El director de Caja Rural, Cipriano García, ha catalogado este día “como cotidiano”. Y es que aunque cada año es noticia, ya son 34 años de hermanamiento en pro del club. “A todos los inversores que llegan a Zamora hay que recibirlos con gratitud”, aseguró García, manifestando que aunque la familia Páez llegó en un momento “extraño del club”, han acreditado con creces su esfuerzo e ilusión por el club.

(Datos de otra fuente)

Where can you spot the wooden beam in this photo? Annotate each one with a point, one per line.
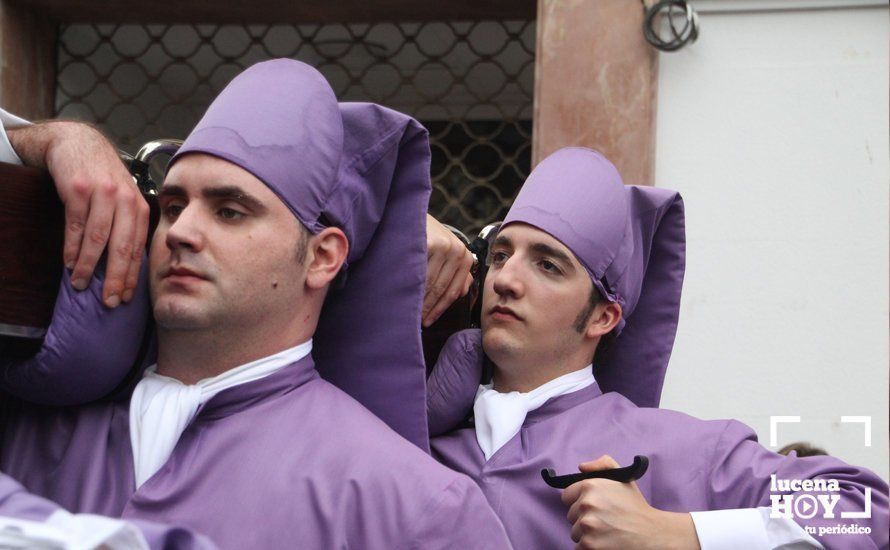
(278, 11)
(27, 61)
(596, 83)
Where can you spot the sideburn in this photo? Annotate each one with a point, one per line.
(584, 316)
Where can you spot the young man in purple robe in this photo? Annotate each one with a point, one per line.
(581, 259)
(283, 216)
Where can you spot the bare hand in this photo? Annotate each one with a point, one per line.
(609, 514)
(102, 205)
(448, 274)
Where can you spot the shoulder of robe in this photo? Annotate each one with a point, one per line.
(361, 433)
(658, 422)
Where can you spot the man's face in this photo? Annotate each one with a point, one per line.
(225, 252)
(534, 292)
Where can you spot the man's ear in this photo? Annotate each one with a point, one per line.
(604, 318)
(325, 255)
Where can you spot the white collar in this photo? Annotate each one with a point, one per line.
(162, 407)
(499, 416)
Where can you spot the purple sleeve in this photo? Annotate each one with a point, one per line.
(164, 537)
(746, 475)
(16, 502)
(88, 349)
(452, 385)
(460, 517)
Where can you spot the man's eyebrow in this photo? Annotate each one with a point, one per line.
(503, 241)
(171, 191)
(558, 255)
(235, 193)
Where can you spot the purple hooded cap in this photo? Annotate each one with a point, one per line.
(362, 168)
(632, 242)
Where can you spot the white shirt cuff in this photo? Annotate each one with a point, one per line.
(65, 531)
(749, 529)
(9, 120)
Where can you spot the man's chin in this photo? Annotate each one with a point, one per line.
(498, 344)
(175, 315)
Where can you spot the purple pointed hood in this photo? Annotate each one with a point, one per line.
(362, 168)
(632, 242)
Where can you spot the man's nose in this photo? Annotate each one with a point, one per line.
(508, 278)
(186, 231)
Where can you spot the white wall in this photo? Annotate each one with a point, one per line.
(774, 126)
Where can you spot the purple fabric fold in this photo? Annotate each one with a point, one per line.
(88, 349)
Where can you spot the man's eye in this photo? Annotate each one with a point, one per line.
(172, 211)
(497, 258)
(550, 267)
(230, 214)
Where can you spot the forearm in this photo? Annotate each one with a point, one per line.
(38, 145)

El presidente del club, Javier Páez, ha constatado el “agradecimiento” a Caja Rural por todas las “facilidades dispuestas” para la compra y el desarrollo del día a día del club. “El proyecto deportivo va encaminándose y la caja nos hace más fuerte y está dispuesta en todos los ámbitos”, destacando además el “trabajo de todos y cada uno de los empleados”.
Haciendo balance de estos tres años y con la temporada a las puertas, Páez ha destacado las “ganas” de que el balón eche a rodar, mostrándose además “muy contento” por la confección y la planificación del club en un año en el que destaca “la juventud” de una plantilla “con pierna, ambición y ansias de crecimiento”.
No todo han sido palabras positivas en boca de Páez, ya que ha calificado de “flojita” la campaña de abonados, atendiendo a “todo lo que se ha vivido en el play off porque fue una absoluta locura”. “Yo veía el ambiente y pensaba, esto es un equipo de segunda con más de 10.000 personas en el estadio”, afirmó, al tiempo que aseguró que se tuvo que mentir en las cifras.

Páez apoyó “esa decepción” en la comparativa con el ambiente vivido en la fase de ascenso y los casi 5.000 abonados conseguidos solo hasta la fecha, porque “gente hay”, concluyó sin perder la esperanza ante una temporada “apasionante”.